Y no hay duda de que esa aceleración reformadora del FMI es hoy más necesaria que nunca, tanto en el orden operativo como en el de sus estructuras de gobierno. Para entenderlo, puede bastar el simple enunciado de las cuestiones más candentes.
1. La primera de ellas consiste en adoptar y difundir un enfoque coherente sobre los movimientos internacionales de capital, no para limitarlos (como algunos pretenden), sino, al contrario, para buscar la fórmula que propicie una más ordenada liberalización. Sin libre movilidad de capitales es imposible el desarrollo económico. Pero sin normas claras, y previamente convenidas, sobre el tratamiento de las situaciones excepcionales es imposible la solución de las crisis financieras. Cómo armonizar en la práctica ambas premisas constituye uno de los retos básicos del FMI en el entorno actual.

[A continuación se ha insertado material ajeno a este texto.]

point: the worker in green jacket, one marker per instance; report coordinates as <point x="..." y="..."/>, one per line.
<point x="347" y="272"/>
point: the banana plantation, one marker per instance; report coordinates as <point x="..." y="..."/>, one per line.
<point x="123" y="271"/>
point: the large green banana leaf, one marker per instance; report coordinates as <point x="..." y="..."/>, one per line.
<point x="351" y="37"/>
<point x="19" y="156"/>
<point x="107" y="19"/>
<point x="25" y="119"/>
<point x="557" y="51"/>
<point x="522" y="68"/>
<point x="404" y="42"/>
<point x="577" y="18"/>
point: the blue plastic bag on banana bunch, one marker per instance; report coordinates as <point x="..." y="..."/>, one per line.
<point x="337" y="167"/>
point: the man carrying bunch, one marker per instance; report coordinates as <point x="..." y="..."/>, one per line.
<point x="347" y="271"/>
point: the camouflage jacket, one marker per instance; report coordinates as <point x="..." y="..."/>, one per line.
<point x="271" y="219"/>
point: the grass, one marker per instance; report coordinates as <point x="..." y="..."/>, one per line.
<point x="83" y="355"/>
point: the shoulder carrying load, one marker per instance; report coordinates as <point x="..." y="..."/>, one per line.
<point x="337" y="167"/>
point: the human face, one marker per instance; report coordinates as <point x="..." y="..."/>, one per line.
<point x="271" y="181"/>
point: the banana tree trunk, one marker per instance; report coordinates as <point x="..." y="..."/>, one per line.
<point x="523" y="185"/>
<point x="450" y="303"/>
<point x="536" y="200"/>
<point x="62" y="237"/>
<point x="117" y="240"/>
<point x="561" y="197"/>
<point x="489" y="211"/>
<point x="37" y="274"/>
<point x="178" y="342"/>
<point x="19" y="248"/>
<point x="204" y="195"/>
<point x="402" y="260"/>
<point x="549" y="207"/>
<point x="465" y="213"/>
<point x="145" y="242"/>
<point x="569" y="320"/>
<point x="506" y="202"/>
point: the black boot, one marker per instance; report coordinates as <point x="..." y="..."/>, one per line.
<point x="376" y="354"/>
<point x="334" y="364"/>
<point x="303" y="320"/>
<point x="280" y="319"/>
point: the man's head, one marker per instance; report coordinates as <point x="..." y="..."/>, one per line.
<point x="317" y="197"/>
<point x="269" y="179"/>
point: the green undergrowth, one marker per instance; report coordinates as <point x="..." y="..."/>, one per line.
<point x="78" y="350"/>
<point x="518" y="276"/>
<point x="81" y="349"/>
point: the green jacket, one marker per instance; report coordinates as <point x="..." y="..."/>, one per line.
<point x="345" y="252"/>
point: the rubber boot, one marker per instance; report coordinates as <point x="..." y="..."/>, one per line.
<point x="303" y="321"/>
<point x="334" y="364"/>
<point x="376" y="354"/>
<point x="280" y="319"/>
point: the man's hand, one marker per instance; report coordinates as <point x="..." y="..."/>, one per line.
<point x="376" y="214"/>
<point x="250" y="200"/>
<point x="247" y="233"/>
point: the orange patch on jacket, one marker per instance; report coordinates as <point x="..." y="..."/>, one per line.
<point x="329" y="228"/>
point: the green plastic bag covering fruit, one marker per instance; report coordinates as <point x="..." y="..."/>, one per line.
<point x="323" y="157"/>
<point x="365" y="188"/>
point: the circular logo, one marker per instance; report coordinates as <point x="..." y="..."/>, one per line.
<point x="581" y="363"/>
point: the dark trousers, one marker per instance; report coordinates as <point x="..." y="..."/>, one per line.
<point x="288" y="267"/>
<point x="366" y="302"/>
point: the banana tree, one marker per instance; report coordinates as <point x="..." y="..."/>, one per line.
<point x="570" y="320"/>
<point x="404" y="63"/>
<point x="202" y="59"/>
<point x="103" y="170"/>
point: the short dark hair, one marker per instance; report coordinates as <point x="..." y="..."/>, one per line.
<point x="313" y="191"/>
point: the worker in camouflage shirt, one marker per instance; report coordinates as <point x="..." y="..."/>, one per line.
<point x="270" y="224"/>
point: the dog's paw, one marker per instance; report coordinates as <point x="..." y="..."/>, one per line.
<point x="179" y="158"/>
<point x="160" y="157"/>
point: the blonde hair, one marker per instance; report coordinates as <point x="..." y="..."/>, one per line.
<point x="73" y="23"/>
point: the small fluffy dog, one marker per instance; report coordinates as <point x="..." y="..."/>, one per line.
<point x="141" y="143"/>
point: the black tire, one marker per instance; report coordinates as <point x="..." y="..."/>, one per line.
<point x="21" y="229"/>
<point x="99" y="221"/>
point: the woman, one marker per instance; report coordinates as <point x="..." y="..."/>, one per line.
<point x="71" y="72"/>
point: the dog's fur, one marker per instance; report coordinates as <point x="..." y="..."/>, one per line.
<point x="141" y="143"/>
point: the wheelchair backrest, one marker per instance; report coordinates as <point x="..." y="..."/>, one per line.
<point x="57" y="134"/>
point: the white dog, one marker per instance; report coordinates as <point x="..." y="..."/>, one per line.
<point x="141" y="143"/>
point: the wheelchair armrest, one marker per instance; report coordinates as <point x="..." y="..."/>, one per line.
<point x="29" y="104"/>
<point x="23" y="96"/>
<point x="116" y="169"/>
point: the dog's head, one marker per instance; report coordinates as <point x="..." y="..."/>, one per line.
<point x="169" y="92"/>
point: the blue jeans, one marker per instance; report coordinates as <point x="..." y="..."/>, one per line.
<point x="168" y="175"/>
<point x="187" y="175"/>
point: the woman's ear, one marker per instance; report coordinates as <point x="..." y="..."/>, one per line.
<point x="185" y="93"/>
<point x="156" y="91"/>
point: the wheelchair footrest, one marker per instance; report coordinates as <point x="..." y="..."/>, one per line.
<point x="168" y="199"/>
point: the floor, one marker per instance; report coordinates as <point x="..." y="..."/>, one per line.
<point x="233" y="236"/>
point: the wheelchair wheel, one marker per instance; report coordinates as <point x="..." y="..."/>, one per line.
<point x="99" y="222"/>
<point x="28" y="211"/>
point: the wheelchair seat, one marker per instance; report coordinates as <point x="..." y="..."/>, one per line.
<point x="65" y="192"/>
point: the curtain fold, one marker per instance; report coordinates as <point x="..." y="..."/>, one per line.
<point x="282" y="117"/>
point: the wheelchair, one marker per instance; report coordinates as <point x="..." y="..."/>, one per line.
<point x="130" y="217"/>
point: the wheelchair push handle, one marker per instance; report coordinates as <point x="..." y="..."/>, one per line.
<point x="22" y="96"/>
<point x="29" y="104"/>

2. También el Fondo debe desarrollar criterios más eficaces para su labor de vigilancia y supervisión de las economías nacionales, en especial aquellas que representan un riesgo para el sistema en su conjunto. Es también urgente que la institución haga más comprensible su tarea para el ciudadano medio, huyendo de ese idioma esotérico que ha creado a lo largo de su existencia, e impulsando al máximo la transparencia en sus comunicados, su información y sus actuaciones. La gente tiene derecho a saber y entender quién toma las decisiones que les afectan y por qué se adoptan.

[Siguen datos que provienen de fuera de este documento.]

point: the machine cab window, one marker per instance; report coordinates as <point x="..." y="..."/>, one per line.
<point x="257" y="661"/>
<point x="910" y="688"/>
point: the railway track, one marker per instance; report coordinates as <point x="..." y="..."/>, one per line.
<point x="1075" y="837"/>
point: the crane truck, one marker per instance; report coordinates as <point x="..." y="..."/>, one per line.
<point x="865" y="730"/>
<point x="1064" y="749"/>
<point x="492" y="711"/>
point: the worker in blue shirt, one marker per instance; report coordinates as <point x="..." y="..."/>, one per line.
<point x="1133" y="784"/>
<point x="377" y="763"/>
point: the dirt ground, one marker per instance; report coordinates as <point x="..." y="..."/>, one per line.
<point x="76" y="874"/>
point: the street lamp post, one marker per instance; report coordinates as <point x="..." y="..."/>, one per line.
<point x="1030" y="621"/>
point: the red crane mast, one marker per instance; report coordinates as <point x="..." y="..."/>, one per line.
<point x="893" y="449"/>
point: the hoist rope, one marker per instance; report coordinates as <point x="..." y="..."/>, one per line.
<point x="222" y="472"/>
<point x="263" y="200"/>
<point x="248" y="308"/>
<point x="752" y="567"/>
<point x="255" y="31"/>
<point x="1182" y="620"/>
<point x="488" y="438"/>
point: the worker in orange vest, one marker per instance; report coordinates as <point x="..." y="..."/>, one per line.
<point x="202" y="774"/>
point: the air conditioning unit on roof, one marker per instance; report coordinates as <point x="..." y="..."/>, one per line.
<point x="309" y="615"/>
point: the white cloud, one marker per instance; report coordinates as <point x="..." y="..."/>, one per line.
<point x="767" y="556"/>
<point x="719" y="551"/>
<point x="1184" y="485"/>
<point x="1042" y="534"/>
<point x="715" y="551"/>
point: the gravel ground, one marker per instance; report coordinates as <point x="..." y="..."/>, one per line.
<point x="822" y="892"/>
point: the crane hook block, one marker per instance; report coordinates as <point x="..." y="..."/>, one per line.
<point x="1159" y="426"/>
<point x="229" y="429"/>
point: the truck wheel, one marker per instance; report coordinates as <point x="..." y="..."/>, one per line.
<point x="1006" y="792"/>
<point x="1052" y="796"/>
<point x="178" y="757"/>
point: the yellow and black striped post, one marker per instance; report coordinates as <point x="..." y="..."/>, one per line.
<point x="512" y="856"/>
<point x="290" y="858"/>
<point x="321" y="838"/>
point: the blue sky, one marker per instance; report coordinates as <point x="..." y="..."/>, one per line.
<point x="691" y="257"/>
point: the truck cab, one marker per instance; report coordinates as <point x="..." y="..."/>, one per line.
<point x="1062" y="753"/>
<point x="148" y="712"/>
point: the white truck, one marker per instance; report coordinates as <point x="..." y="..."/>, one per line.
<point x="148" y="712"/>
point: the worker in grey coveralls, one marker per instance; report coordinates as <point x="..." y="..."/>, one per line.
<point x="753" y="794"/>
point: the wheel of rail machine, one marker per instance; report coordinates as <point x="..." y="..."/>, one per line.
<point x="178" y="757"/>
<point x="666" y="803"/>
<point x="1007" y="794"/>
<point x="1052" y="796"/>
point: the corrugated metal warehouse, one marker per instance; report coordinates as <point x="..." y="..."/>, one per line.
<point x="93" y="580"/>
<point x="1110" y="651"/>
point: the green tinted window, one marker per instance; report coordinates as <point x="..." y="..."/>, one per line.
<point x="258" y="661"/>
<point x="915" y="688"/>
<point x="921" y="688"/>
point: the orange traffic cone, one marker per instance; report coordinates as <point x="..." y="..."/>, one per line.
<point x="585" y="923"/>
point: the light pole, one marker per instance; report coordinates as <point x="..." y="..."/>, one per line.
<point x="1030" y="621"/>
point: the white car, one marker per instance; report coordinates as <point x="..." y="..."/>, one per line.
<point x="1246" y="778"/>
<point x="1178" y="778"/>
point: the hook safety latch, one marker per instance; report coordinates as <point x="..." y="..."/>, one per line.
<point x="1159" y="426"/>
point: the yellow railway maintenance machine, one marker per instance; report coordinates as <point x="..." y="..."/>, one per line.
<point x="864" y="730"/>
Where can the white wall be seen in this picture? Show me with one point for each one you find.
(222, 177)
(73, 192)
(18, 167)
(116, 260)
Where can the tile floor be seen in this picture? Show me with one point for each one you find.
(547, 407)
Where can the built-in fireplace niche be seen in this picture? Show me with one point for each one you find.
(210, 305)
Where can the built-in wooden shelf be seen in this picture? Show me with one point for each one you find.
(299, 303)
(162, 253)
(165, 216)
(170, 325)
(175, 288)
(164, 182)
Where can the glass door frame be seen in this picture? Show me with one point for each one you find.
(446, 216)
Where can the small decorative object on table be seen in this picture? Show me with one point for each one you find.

3. El FMI necesita un capital sensiblemente mayor que el actual. Pero su ampliación no resultará fácil, ni probablemente suficiente, por grande que sea el volumen de la misma. Parece claramente demostrado que las crisis financieras internacionales (cualquiera que haya sido su origen) nunca se superan definitivamente hasta que se logra una participación eficaz del sector privado en el proceso de su solución. Ni el FMI ni ninguna otra institución multilateral pueden persuadir a los mercados internacionales de que su mero apoyo financiero a un país en crisis basta para restablecer la confianza en el mismo. Debe, por tanto, acelerarse la articulación de cauces de participación del sector privado en la solución de las crisis y, en especial, del llamado SDRM, o mecanismo de reestructuración de la deuda soberana. El caso argentino resulta paradigmático.

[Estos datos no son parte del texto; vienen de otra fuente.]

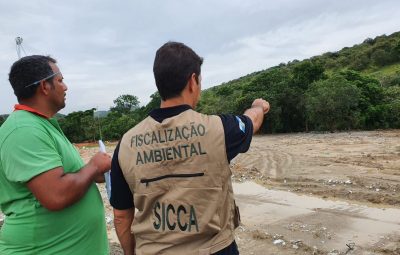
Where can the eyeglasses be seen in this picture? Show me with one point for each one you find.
(37, 82)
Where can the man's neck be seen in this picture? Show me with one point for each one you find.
(175, 102)
(39, 107)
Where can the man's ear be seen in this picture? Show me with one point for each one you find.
(193, 82)
(44, 88)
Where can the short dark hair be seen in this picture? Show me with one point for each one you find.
(28, 70)
(173, 65)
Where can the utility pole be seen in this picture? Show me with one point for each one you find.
(18, 41)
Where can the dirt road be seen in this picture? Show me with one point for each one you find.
(350, 194)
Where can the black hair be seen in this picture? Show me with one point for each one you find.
(28, 70)
(173, 66)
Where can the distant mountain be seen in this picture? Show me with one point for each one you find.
(357, 87)
(100, 114)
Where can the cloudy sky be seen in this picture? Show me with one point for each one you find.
(106, 48)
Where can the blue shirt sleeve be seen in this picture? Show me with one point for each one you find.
(238, 134)
(121, 195)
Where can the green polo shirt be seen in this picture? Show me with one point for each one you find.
(29, 146)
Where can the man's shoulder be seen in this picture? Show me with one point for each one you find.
(21, 124)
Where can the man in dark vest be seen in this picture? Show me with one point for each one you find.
(173, 167)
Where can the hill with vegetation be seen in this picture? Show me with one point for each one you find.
(355, 88)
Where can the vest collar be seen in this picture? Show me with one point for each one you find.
(19, 107)
(160, 114)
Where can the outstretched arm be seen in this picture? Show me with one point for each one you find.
(256, 112)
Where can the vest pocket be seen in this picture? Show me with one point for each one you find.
(158, 178)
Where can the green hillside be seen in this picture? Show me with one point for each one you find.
(355, 88)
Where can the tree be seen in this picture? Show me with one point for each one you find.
(2, 119)
(125, 103)
(332, 104)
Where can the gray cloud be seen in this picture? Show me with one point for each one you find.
(106, 48)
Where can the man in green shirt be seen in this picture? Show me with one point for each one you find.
(48, 195)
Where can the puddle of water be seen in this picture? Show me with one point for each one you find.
(361, 224)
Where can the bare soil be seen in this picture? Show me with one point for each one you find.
(312, 193)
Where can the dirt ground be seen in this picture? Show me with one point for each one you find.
(312, 193)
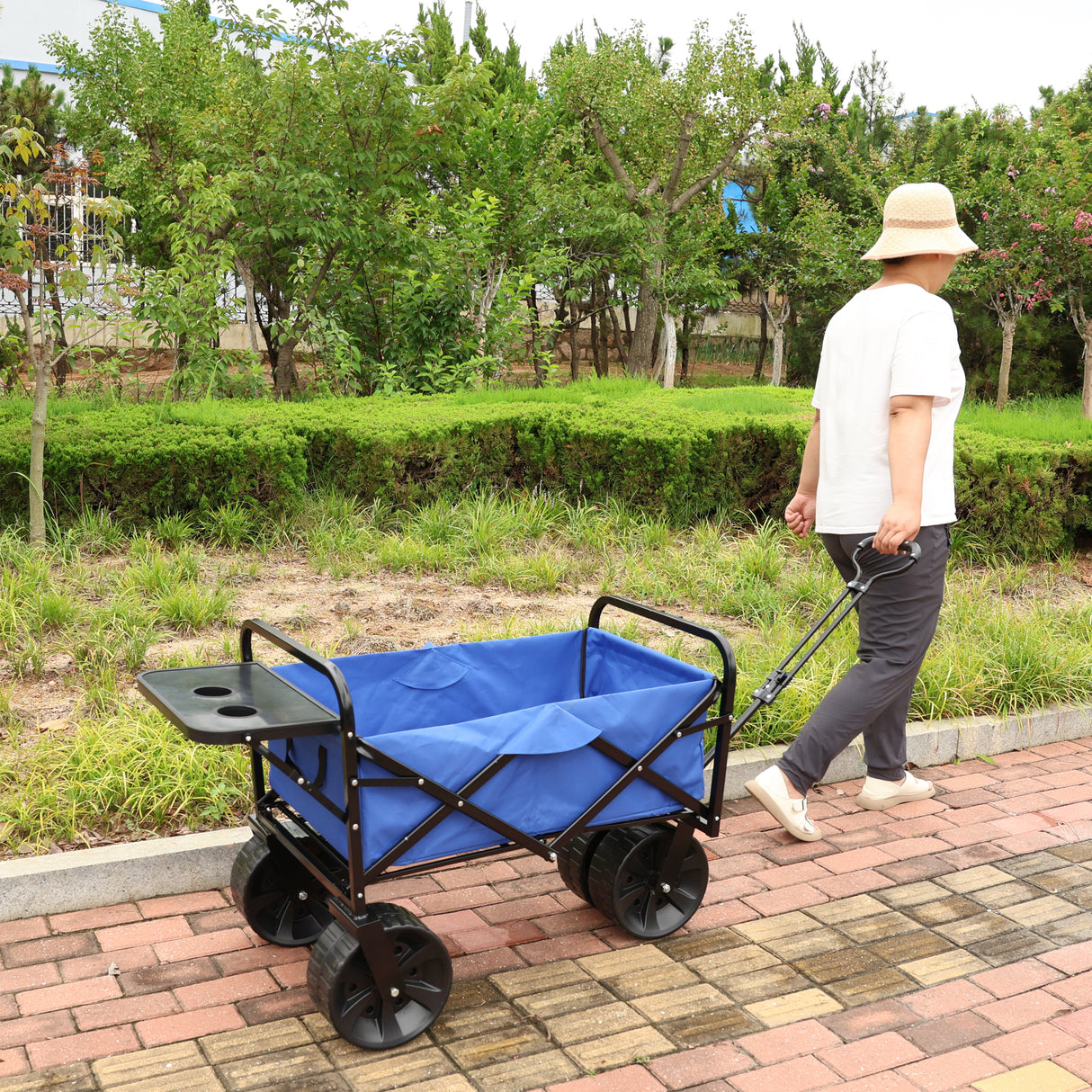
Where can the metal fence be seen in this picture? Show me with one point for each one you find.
(76, 208)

4. Por último, no cabe duda de que el FMI está urgentemente necesitado de un cambio en su estructura política. El peso económico y financiero de los distintos países es hoy muy distinto al que tenían al término de la guerra mundial. En particular, parece llegado el momento de reconocer que la mayoría de los bancos centrales son hoy independientes de sus respectivos gobiernos. También de dotar a la EU (especialmente a la Euroárea) de una representación única, aunque ello suponga cierta pérdida de voto agregado en el Directorio Ejecutivo, órgano de gobierno que, por cierto, convendría revisar en su estructura y su funcionamiento.
Se trata, en definitiva, de reconocer que el mundo económico y financiero ha cambiado más deprisa que el propio FMI, y que debe ser éste quien se adapte a los retos y circunstancias del nuevo milenio.
Juan José Toribio es director del IESE en Madrid y ex director ejecutivo del FMI.